Another organ that was analyzed was the testis. Testis was chosen as the organ in which the blood-testis barrier acts as the filter. In mammalians, an example of one of the tightest junction is blood-testis barrier which is made from the sertoli cells. The purpose of the presence of this barrier is to protect the meiosis process from any harmful agents that may exist in the animal’s blood (Mruk and Cheng 2015). Therefore, we tried to evaluate the toxic effects and penetration of the GNPs in this organ as well. This barrier acts like the blood–brain barrier which guards the brain from unfavourable materials.
Previous research demonstrated that small sizes of GNPs could penetrate the blood–brain barrier, and by the use of the ion channel blockers, this penetration can be under control. They showed that there were no adverse effects on the animals’ brain and suggested the use of the GNPs for drug delivery aims (Hainfeld et al. 2013). Although it was shown that nanoparticles have less effects on the blood–brain barrier, Prakash et al. showed that silver nanoparticles (SNPs) with sizes around 20–100 nm could penetrate blood–brain and blood-testis barriers and induce impairments in the function of the central nervous system (CNS) and teratogenic outcomes in the fetus of the animals which were treated by SNPs (Prakash et al. 2018).
The present study showed that the blood-testis barrier has some effects in the penetration of the GNPs to the testis. GNPs had no toxicity on the sertoli cells that are involved in the production of blood-testis barrier but by the administration of the toxic dose of GNPs, they had mild changes on the seminiferous tubules, which in long term exposure may have impact on the meiosis and therefore act on the spermatozoa. Moreover, toxic dose of GNPs administration had mild changes on leydig cells which in long term exposure may affect the production of testosterone.

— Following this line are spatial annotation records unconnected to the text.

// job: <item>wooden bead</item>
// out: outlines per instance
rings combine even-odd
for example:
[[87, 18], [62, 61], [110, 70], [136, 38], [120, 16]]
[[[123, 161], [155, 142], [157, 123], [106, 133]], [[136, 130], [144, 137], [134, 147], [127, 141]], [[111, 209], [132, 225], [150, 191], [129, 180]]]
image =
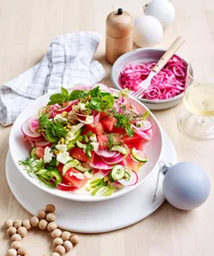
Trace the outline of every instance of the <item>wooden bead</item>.
[[30, 230], [31, 228], [31, 224], [30, 219], [25, 219], [22, 223], [22, 225], [27, 229]]
[[21, 226], [21, 219], [15, 219], [13, 222], [13, 226], [15, 228], [19, 228]]
[[16, 232], [17, 232], [17, 229], [14, 226], [10, 226], [6, 231], [7, 234], [10, 236], [16, 234]]
[[69, 252], [73, 249], [73, 243], [70, 241], [64, 241], [64, 247], [66, 252]]
[[26, 248], [24, 248], [24, 247], [20, 247], [20, 248], [18, 249], [18, 253], [19, 253], [20, 255], [26, 255], [26, 254], [27, 254], [27, 250], [26, 250]]
[[77, 234], [74, 234], [73, 236], [70, 237], [70, 241], [72, 242], [72, 243], [73, 243], [74, 245], [78, 244], [80, 243], [80, 239], [79, 236]]
[[21, 246], [21, 243], [19, 241], [14, 241], [12, 243], [11, 247], [13, 249], [18, 250]]
[[46, 219], [48, 221], [48, 222], [53, 222], [56, 219], [56, 216], [55, 214], [53, 213], [48, 213], [46, 216]]
[[7, 219], [4, 221], [4, 226], [5, 228], [13, 226], [13, 220], [12, 219]]
[[60, 254], [58, 252], [53, 252], [50, 256], [60, 256]]
[[60, 230], [59, 228], [55, 229], [51, 233], [53, 238], [60, 237], [61, 234], [62, 234], [62, 230]]
[[32, 216], [30, 221], [30, 224], [32, 226], [38, 226], [39, 225], [39, 219], [36, 216]]
[[65, 249], [63, 245], [57, 245], [55, 248], [55, 252], [58, 252], [60, 255], [64, 255], [65, 253]]
[[57, 228], [57, 225], [56, 223], [55, 222], [50, 222], [47, 224], [47, 229], [49, 231], [49, 232], [52, 232], [54, 231], [55, 229]]
[[54, 245], [55, 247], [57, 246], [57, 245], [62, 245], [63, 243], [64, 243], [64, 241], [63, 241], [63, 239], [60, 238], [60, 237], [56, 237], [56, 238], [55, 238], [54, 241], [53, 241], [53, 245]]
[[71, 233], [68, 231], [64, 231], [62, 235], [61, 235], [61, 237], [63, 238], [64, 241], [69, 240], [70, 236], [71, 236]]
[[38, 216], [39, 217], [39, 219], [46, 218], [46, 211], [45, 210], [39, 210], [38, 212]]
[[24, 226], [21, 226], [18, 228], [18, 234], [21, 236], [24, 237], [28, 233], [28, 230]]
[[54, 213], [56, 211], [56, 207], [54, 205], [47, 205], [46, 206], [46, 212], [47, 213]]
[[39, 221], [39, 227], [41, 230], [46, 230], [47, 225], [47, 220], [41, 219], [41, 220]]
[[12, 235], [11, 241], [12, 242], [13, 242], [13, 241], [21, 242], [21, 236], [19, 234], [14, 234]]
[[7, 256], [16, 256], [17, 255], [17, 252], [15, 249], [9, 249], [7, 251]]

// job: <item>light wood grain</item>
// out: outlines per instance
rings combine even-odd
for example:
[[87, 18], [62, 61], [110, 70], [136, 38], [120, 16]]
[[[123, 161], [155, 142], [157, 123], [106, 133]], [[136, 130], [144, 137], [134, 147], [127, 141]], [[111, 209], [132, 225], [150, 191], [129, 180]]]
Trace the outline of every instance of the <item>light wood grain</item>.
[[[133, 16], [142, 15], [146, 0], [0, 0], [0, 84], [38, 63], [56, 36], [92, 30], [102, 36], [96, 53], [107, 70], [105, 83], [112, 86], [111, 66], [104, 57], [105, 20], [113, 10], [123, 7]], [[168, 48], [175, 37], [186, 38], [178, 54], [190, 60], [196, 55], [214, 52], [213, 0], [173, 0], [176, 20], [164, 32], [156, 47]], [[155, 111], [162, 128], [170, 136], [179, 161], [193, 161], [203, 166], [213, 185], [214, 141], [196, 142], [185, 137], [177, 128], [183, 104]], [[0, 225], [4, 219], [30, 215], [10, 192], [4, 165], [10, 128], [0, 127]], [[214, 252], [214, 192], [200, 208], [183, 212], [164, 203], [145, 220], [116, 232], [81, 234], [81, 243], [67, 255], [76, 256], [211, 256]], [[33, 203], [33, 202], [32, 202]], [[127, 210], [132, 210], [127, 207]], [[114, 217], [114, 215], [113, 216]], [[104, 220], [105, 221], [105, 220]], [[32, 256], [49, 252], [48, 238], [30, 233], [25, 239]], [[0, 255], [9, 247], [4, 230], [0, 231]], [[47, 254], [48, 255], [48, 254]]]

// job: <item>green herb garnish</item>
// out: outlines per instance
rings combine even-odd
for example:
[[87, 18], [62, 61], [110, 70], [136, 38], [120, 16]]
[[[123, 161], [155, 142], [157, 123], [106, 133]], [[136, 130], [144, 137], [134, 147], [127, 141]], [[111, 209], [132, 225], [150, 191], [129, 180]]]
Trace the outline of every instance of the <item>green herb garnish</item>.
[[47, 114], [42, 114], [39, 119], [39, 129], [46, 134], [50, 142], [55, 143], [60, 137], [65, 137], [67, 131], [62, 123], [55, 123], [48, 119]]
[[55, 185], [49, 181], [52, 178], [49, 178], [47, 174], [48, 171], [45, 169], [45, 163], [42, 159], [35, 160], [28, 157], [25, 160], [19, 161], [19, 164], [24, 166], [24, 169], [28, 172], [30, 176], [32, 174], [37, 175], [39, 181], [47, 187], [55, 187]]

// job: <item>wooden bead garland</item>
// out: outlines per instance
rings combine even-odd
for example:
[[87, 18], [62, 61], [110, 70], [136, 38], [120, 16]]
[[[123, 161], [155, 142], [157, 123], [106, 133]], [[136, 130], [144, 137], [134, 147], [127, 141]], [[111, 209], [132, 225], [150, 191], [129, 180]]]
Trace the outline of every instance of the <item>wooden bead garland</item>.
[[54, 205], [47, 205], [46, 209], [38, 212], [38, 216], [34, 216], [30, 219], [16, 219], [14, 222], [7, 219], [4, 222], [7, 234], [11, 237], [11, 249], [7, 252], [7, 256], [30, 256], [27, 250], [21, 246], [21, 239], [28, 234], [28, 230], [32, 227], [39, 227], [41, 230], [47, 230], [54, 238], [53, 246], [55, 252], [50, 256], [62, 256], [79, 243], [79, 236], [71, 234], [69, 231], [62, 231], [57, 227], [55, 220], [56, 207]]

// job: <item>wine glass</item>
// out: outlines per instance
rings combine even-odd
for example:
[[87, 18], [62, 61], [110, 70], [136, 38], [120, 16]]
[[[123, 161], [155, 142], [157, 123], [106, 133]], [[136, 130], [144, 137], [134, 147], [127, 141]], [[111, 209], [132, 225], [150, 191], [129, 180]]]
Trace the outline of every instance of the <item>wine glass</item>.
[[214, 56], [189, 63], [184, 103], [188, 112], [179, 119], [181, 131], [196, 140], [214, 138]]

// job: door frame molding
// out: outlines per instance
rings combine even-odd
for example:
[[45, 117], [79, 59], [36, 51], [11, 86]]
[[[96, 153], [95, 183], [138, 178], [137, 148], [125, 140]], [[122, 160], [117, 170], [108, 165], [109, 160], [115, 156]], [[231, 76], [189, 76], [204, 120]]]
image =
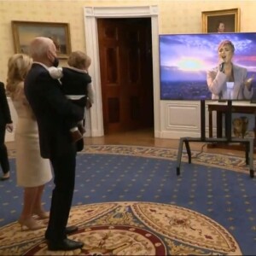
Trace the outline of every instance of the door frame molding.
[[152, 59], [153, 59], [153, 91], [154, 137], [160, 132], [160, 63], [158, 6], [124, 6], [124, 7], [84, 7], [84, 29], [86, 53], [91, 57], [90, 74], [95, 88], [95, 102], [86, 114], [86, 137], [104, 135], [102, 99], [101, 86], [100, 57], [97, 33], [97, 18], [151, 18]]

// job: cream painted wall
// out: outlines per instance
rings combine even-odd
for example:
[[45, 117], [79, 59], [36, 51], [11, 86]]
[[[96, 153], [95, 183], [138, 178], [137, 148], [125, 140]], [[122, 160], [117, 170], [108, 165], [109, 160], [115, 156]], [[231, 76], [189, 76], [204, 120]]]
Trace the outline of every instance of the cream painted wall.
[[[14, 52], [11, 20], [67, 22], [70, 24], [72, 49], [85, 50], [84, 6], [159, 6], [160, 33], [196, 33], [201, 31], [201, 12], [241, 9], [241, 31], [256, 31], [256, 1], [229, 0], [3, 0], [0, 1], [0, 80], [5, 82], [8, 58]], [[61, 63], [65, 65], [65, 61]]]
[[[256, 1], [253, 0], [0, 0], [0, 80], [5, 83], [7, 61], [15, 54], [11, 20], [69, 23], [72, 49], [86, 50], [84, 7], [140, 5], [158, 5], [160, 34], [201, 32], [202, 11], [234, 8], [241, 9], [241, 32], [256, 31]], [[61, 61], [61, 65], [67, 65], [66, 61]], [[11, 135], [8, 136], [8, 141], [13, 140]], [[163, 137], [168, 137], [165, 135]]]

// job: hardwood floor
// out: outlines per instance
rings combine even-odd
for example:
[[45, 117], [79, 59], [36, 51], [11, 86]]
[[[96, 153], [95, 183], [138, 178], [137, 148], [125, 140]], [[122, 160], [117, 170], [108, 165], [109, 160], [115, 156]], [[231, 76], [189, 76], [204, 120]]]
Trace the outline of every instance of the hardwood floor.
[[[85, 145], [134, 145], [144, 147], [159, 147], [178, 148], [178, 139], [163, 139], [154, 137], [154, 131], [150, 129], [137, 130], [127, 132], [114, 133], [96, 137], [84, 137]], [[15, 143], [6, 143], [8, 148], [14, 149]], [[208, 153], [218, 153], [224, 154], [231, 154], [244, 156], [242, 150], [231, 150], [213, 148], [209, 148], [204, 143], [189, 143], [191, 150], [203, 151]], [[255, 154], [254, 154], [255, 155]]]

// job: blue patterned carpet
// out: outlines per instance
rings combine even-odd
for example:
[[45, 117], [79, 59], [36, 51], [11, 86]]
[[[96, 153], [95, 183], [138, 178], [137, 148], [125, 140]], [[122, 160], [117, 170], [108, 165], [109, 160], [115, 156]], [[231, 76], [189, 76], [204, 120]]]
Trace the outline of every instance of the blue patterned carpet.
[[[177, 150], [170, 148], [86, 146], [78, 155], [73, 206], [137, 201], [183, 207], [226, 229], [243, 255], [255, 255], [256, 178], [249, 177], [244, 159], [193, 152], [188, 164], [184, 154], [178, 177], [176, 160]], [[15, 158], [10, 161], [11, 178], [0, 183], [1, 227], [16, 222], [22, 204]], [[47, 210], [52, 188], [49, 183], [44, 195]], [[0, 229], [0, 249], [3, 245]]]

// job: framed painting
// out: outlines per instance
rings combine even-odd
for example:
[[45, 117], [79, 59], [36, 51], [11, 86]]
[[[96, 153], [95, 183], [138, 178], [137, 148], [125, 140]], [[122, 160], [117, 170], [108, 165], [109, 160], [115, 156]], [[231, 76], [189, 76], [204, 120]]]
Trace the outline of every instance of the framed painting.
[[240, 32], [239, 9], [205, 11], [201, 13], [201, 20], [205, 33]]
[[36, 37], [51, 38], [61, 59], [67, 58], [71, 53], [68, 23], [12, 20], [11, 25], [15, 53], [28, 54], [29, 44]]

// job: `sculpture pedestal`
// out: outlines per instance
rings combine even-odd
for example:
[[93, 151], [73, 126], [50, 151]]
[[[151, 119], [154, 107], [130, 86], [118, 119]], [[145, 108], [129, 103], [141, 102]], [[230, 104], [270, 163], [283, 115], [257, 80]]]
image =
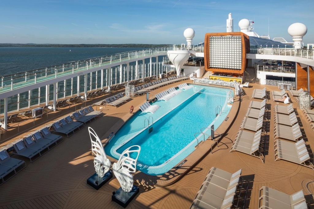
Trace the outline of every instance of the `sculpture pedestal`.
[[96, 173], [87, 179], [87, 184], [97, 190], [112, 177], [112, 172], [109, 171], [103, 177], [100, 177]]
[[139, 191], [138, 187], [134, 185], [132, 187], [132, 190], [129, 192], [124, 191], [120, 187], [115, 192], [112, 192], [111, 200], [125, 208], [138, 193]]

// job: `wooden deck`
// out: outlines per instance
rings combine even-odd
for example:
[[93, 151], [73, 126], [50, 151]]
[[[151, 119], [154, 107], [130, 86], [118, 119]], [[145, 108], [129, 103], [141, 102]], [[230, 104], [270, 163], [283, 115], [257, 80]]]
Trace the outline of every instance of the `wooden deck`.
[[[189, 81], [176, 83], [155, 91], [161, 91], [186, 82]], [[141, 185], [140, 192], [126, 208], [188, 208], [213, 166], [230, 172], [242, 169], [241, 176], [250, 182], [246, 208], [257, 207], [259, 190], [263, 186], [291, 194], [303, 189], [304, 180], [313, 180], [314, 171], [312, 169], [283, 160], [275, 161], [273, 109], [274, 105], [277, 104], [271, 100], [266, 102], [269, 104], [270, 125], [267, 132], [265, 163], [251, 156], [236, 151], [230, 152], [252, 100], [253, 90], [266, 86], [267, 91], [278, 90], [277, 86], [255, 84], [250, 84], [250, 88], [244, 88], [246, 95], [242, 102], [239, 101], [238, 98], [235, 100], [232, 109], [228, 116], [229, 120], [217, 129], [219, 133], [225, 134], [219, 143], [219, 147], [214, 147], [212, 154], [209, 148], [213, 142], [207, 140], [200, 144], [198, 148], [187, 157], [187, 163], [179, 169], [172, 170], [157, 176], [138, 172], [134, 175], [134, 180]], [[291, 100], [300, 119], [300, 125], [306, 136], [305, 140], [311, 154], [311, 149], [314, 146], [312, 140], [314, 133], [298, 107], [297, 102], [293, 98]], [[103, 107], [100, 110], [105, 115], [89, 126], [101, 137], [105, 143], [106, 138], [111, 132], [115, 132], [130, 117], [130, 107], [133, 106], [135, 111], [145, 101], [144, 96], [141, 96], [135, 97], [116, 108], [108, 106]], [[284, 105], [283, 103], [279, 104]], [[62, 117], [68, 113], [69, 111], [74, 110], [73, 107], [67, 108], [68, 107], [65, 108], [61, 113], [53, 113], [55, 118]], [[99, 107], [98, 110], [100, 110]], [[31, 119], [25, 123], [27, 124], [23, 125], [28, 125], [31, 128], [34, 124], [37, 124], [36, 121], [34, 123]], [[35, 130], [46, 123], [44, 121], [41, 123], [33, 129]], [[2, 136], [3, 137], [5, 134], [15, 135], [16, 131], [13, 133], [14, 130], [12, 130], [9, 129]], [[2, 143], [0, 146], [26, 134], [24, 133], [16, 136], [11, 140]], [[27, 167], [0, 186], [0, 208], [123, 208], [111, 201], [112, 191], [120, 187], [115, 178], [98, 190], [86, 184], [87, 179], [95, 172], [87, 126], [71, 137], [65, 137], [65, 139], [64, 142], [32, 163], [22, 158], [26, 162]], [[203, 155], [204, 156], [202, 156]], [[312, 155], [310, 156], [312, 157]], [[138, 185], [137, 183], [135, 185]], [[312, 185], [310, 187], [313, 190]], [[308, 191], [304, 189], [304, 191], [307, 199], [311, 200], [312, 196]]]

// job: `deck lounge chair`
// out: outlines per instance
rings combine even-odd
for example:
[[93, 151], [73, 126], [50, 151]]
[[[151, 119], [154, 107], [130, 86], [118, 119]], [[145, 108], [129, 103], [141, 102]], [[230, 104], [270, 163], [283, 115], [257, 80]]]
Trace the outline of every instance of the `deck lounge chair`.
[[24, 144], [27, 148], [38, 151], [42, 155], [49, 150], [48, 146], [45, 144], [36, 143], [33, 140], [31, 135], [29, 135], [22, 139]]
[[314, 122], [314, 114], [306, 113], [304, 114], [305, 118], [309, 121], [309, 123]]
[[[297, 141], [303, 137], [300, 127], [294, 126], [289, 126], [281, 124], [275, 126], [274, 135], [274, 138], [279, 138], [294, 141]], [[291, 128], [289, 128], [290, 127]]]
[[190, 208], [229, 208], [232, 205], [234, 196], [224, 199], [214, 195], [203, 192], [197, 197], [192, 203]]
[[181, 89], [176, 89], [174, 87], [171, 87], [167, 90], [167, 91], [169, 94], [174, 94], [176, 95], [177, 95], [183, 91]]
[[25, 161], [11, 157], [7, 150], [3, 148], [0, 148], [0, 165], [13, 168], [16, 173], [26, 166]]
[[257, 119], [245, 117], [242, 121], [240, 129], [246, 129], [257, 132], [263, 127], [263, 117]]
[[249, 118], [259, 118], [261, 117], [263, 117], [265, 113], [265, 107], [262, 107], [260, 109], [253, 108], [249, 108], [246, 111], [245, 116]]
[[190, 88], [193, 88], [193, 86], [189, 86], [186, 83], [182, 83], [181, 84], [179, 84], [178, 85], [178, 87], [180, 89], [184, 89], [184, 90], [187, 90]]
[[257, 93], [253, 92], [252, 94], [252, 98], [256, 99], [266, 99], [268, 101], [266, 96], [266, 92], [263, 92], [262, 93]]
[[159, 100], [164, 100], [167, 102], [175, 96], [176, 94], [169, 94], [167, 91], [165, 91], [156, 94], [156, 97]]
[[53, 148], [57, 145], [54, 140], [44, 138], [39, 131], [35, 132], [32, 135], [33, 139], [36, 143], [44, 144], [48, 147], [49, 149]]
[[274, 112], [280, 113], [282, 114], [290, 115], [294, 111], [294, 109], [291, 104], [288, 106], [284, 105], [275, 105], [274, 107]]
[[259, 194], [258, 206], [260, 208], [262, 206], [268, 208], [306, 209], [307, 208], [302, 190], [289, 195], [273, 189], [263, 186], [260, 189]]
[[31, 163], [41, 156], [38, 151], [27, 148], [23, 143], [21, 138], [14, 142], [13, 147], [15, 151], [13, 153], [14, 154], [28, 158]]
[[[83, 124], [83, 123], [82, 124]], [[39, 131], [44, 138], [54, 141], [57, 144], [60, 144], [64, 140], [63, 137], [62, 136], [51, 133], [47, 127], [43, 128]]]
[[152, 105], [149, 102], [146, 102], [141, 105], [139, 107], [139, 108], [143, 112], [150, 112], [154, 113], [160, 107], [160, 106], [158, 105]]
[[[264, 100], [262, 102], [258, 101], [251, 101], [249, 104], [249, 107], [255, 109], [261, 109], [265, 107], [266, 105], [266, 100]], [[265, 107], [265, 108], [266, 108]]]
[[16, 174], [12, 168], [0, 165], [0, 185], [10, 179]]
[[[279, 140], [277, 139], [277, 140]], [[294, 144], [295, 144], [294, 145], [295, 146], [296, 148], [289, 149], [283, 149], [281, 148], [281, 146], [279, 146], [278, 141], [275, 141], [275, 143], [276, 143], [276, 144], [277, 145], [275, 152], [275, 161], [279, 159], [283, 159], [303, 165], [312, 169], [314, 169], [309, 153], [306, 149], [300, 149], [299, 150], [298, 150], [297, 149], [297, 145], [294, 142], [288, 141], [285, 142], [283, 140], [280, 141], [281, 144], [287, 144], [288, 143]], [[293, 144], [291, 144], [291, 145], [290, 146], [292, 145]], [[287, 147], [288, 145], [286, 145], [286, 147]], [[307, 162], [308, 163], [306, 164], [306, 163]]]
[[298, 123], [298, 118], [294, 112], [290, 115], [276, 113], [275, 114], [274, 118], [275, 124], [279, 123], [292, 126]]

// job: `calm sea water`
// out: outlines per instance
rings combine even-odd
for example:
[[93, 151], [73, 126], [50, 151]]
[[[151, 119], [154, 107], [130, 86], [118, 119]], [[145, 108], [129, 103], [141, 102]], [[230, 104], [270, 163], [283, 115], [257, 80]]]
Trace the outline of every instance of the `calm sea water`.
[[0, 47], [0, 76], [143, 48]]

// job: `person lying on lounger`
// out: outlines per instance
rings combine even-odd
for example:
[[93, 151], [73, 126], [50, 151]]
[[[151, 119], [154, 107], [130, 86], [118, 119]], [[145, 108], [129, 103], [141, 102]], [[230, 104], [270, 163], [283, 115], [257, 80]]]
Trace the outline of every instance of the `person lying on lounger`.
[[285, 104], [288, 104], [290, 103], [289, 102], [289, 97], [286, 96], [284, 96], [283, 98], [278, 100], [283, 101], [284, 103]]

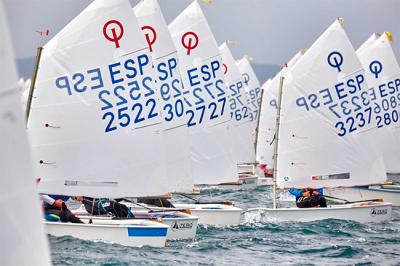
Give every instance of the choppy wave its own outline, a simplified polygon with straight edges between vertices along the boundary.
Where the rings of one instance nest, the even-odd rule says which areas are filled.
[[[269,192],[213,190],[201,199],[234,200],[248,209],[270,206]],[[399,265],[400,208],[393,209],[392,221],[380,224],[334,219],[274,223],[244,216],[237,226],[199,226],[194,241],[172,241],[166,248],[72,237],[50,237],[50,243],[54,265]]]

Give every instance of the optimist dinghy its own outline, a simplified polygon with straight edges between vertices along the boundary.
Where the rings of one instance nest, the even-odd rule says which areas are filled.
[[[47,266],[51,265],[50,252],[40,223],[41,211],[3,0],[0,0],[0,39],[1,264]]]
[[[83,205],[79,209],[73,210],[72,213],[77,215],[82,221],[88,222],[92,220],[94,224],[107,224],[121,221],[123,224],[129,224],[134,220],[150,220],[157,221],[169,226],[167,232],[167,240],[193,240],[196,237],[197,224],[199,218],[197,216],[185,213],[181,210],[157,209],[150,206],[136,205],[129,202],[121,201],[129,207],[131,213],[135,217],[114,219],[109,215],[90,215]],[[146,207],[146,208],[143,208]]]
[[[94,1],[39,51],[27,108],[39,191],[93,198],[168,193],[151,55],[129,1]],[[165,246],[169,228],[145,219],[45,225],[57,236],[157,247]]]
[[[357,50],[357,55],[366,70],[374,111],[377,112],[378,137],[370,143],[375,143],[383,154],[386,172],[400,175],[400,67],[392,42],[389,32],[374,33]],[[393,206],[400,206],[400,186],[395,184],[330,188],[325,193],[348,201],[382,198]]]
[[[376,120],[371,115],[364,70],[342,23],[342,19],[336,20],[286,73],[284,87],[285,78],[281,77],[273,208],[249,209],[250,214],[262,213],[278,221],[337,218],[365,223],[391,219],[392,204],[383,202],[277,208],[278,186],[338,187],[385,180],[383,160],[360,137],[368,134]]]
[[[223,62],[199,3],[194,1],[190,4],[168,28],[178,51],[183,94],[187,100],[190,169],[194,184],[236,182],[237,169],[232,156],[233,138]],[[199,204],[185,206],[192,213],[199,208]],[[240,220],[239,208],[224,204],[217,207],[219,212],[211,210],[207,205],[202,208],[204,213],[209,212],[209,215],[215,217],[212,224],[218,224],[221,219],[230,219],[230,208],[236,215],[230,224]],[[225,213],[228,218],[221,218]],[[201,223],[202,217],[199,219]]]

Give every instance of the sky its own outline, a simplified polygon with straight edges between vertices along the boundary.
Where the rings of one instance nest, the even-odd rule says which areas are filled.
[[[110,0],[112,1],[112,0]],[[130,0],[132,5],[138,0]],[[91,0],[5,0],[17,58],[33,57],[36,30],[55,35]],[[192,0],[159,0],[171,22]],[[309,47],[337,17],[357,49],[374,33],[389,31],[400,61],[400,0],[213,0],[203,11],[219,44],[237,41],[236,58],[248,54],[255,63],[282,65]]]

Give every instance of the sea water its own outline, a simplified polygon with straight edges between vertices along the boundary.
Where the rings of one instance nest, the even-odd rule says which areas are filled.
[[[271,188],[202,193],[201,200],[234,200],[238,207],[271,206]],[[180,199],[180,198],[179,198]],[[288,203],[287,195],[283,197]],[[187,199],[180,201],[190,202]],[[400,265],[400,208],[378,224],[324,220],[199,226],[194,241],[166,248],[126,247],[50,237],[54,265]]]

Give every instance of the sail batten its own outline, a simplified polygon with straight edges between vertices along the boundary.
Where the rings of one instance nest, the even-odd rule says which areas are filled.
[[[0,1],[1,264],[50,265],[5,13]]]
[[[40,191],[169,191],[148,44],[127,0],[96,0],[43,48],[28,131]]]
[[[365,74],[339,21],[286,73],[281,108],[280,187],[385,180],[382,156],[365,143],[376,126]]]
[[[237,180],[229,106],[217,42],[197,1],[168,26],[188,99],[191,171],[195,184]]]

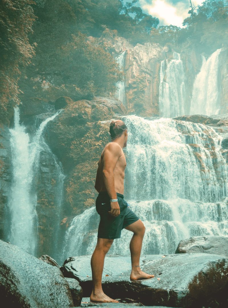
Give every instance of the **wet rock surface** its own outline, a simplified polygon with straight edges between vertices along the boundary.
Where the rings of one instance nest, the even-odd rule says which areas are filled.
[[[40,260],[42,260],[44,262],[46,262],[46,263],[52,265],[54,266],[56,266],[57,267],[58,267],[59,268],[60,267],[55,260],[47,254],[41,256],[39,258],[38,258],[38,259]]]
[[[70,293],[74,306],[80,306],[82,298],[83,293],[79,282],[74,278],[66,278],[70,290]]]
[[[228,257],[228,237],[193,236],[181,241],[176,253],[203,253]]]
[[[87,307],[91,306],[99,306],[103,307],[115,307],[122,308],[123,307],[131,307],[131,306],[141,306],[142,307],[149,307],[150,308],[166,308],[165,306],[144,306],[140,303],[125,302],[125,299],[115,299],[119,301],[119,303],[95,303],[90,301],[89,297],[82,298],[81,307]]]
[[[0,240],[0,294],[8,307],[74,306],[61,271],[17,246]]]
[[[90,258],[71,257],[61,268],[65,277],[79,282],[85,297],[91,290]],[[227,303],[225,257],[194,253],[147,255],[142,257],[140,264],[142,271],[155,277],[132,281],[130,257],[107,255],[102,278],[104,292],[112,298],[127,297],[144,305],[201,307],[217,302],[225,307]]]

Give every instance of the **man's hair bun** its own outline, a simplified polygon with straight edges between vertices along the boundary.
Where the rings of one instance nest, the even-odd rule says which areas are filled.
[[[113,121],[113,120],[110,123],[110,126],[111,126],[112,127],[114,127],[115,125],[116,122],[114,121]]]
[[[110,123],[109,128],[109,133],[111,139],[120,137],[126,128],[127,127],[121,120],[115,121],[113,120]]]

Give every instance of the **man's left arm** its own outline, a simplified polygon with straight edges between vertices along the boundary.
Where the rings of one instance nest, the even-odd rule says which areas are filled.
[[[98,192],[100,192],[100,190],[101,189],[101,183],[99,180],[99,174],[98,170],[99,166],[98,167],[97,170],[97,175],[96,176],[96,180],[95,181],[95,184],[94,185],[94,188]]]

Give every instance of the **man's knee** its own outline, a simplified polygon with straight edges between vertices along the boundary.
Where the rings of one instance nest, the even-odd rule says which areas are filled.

Recent research showed that the produced GNPs even in their toxic doses had mild changes in different organs of the rat. This may be due to the use of the biologically produced GNPs, their chemistry, shapes and sizes. This research tried to analyze the toxicity of two different doses of the GNPs on the liver, kidney and testis of the rat model. Analysis of the three other important organs, heart, spleen and brain, are under research and in future we will publish the results.
The aim of this research was to evaluate the toxic effects and distribution of the 50–70 nm GNPs in the animal organs after 3 continuous days of administration. Results from the present study showed that the in vitro and in vivo behaviors of the GNPs are different. Overall, our results showed that the GNPs have easy access to the blood and all the three tested organs but firstly, the non-toxic dose of GNPs had little effects on the tested organs and in the case of the testis, it imposes no changes. Secondly, if administrations of the toxic and non-toxic doses of GNPs had effects, their effects were somewhat similar to each other in the tested organs. Thirdly, the used route of administration is known as the most toxic way of entrance of GNPs to the animal model, which should be compared with the other routes of administration in future. Furthermore, it is recommended to compare the toxic effects of the GNPs that will be produced by the chemical and physical techniques with the biological ones.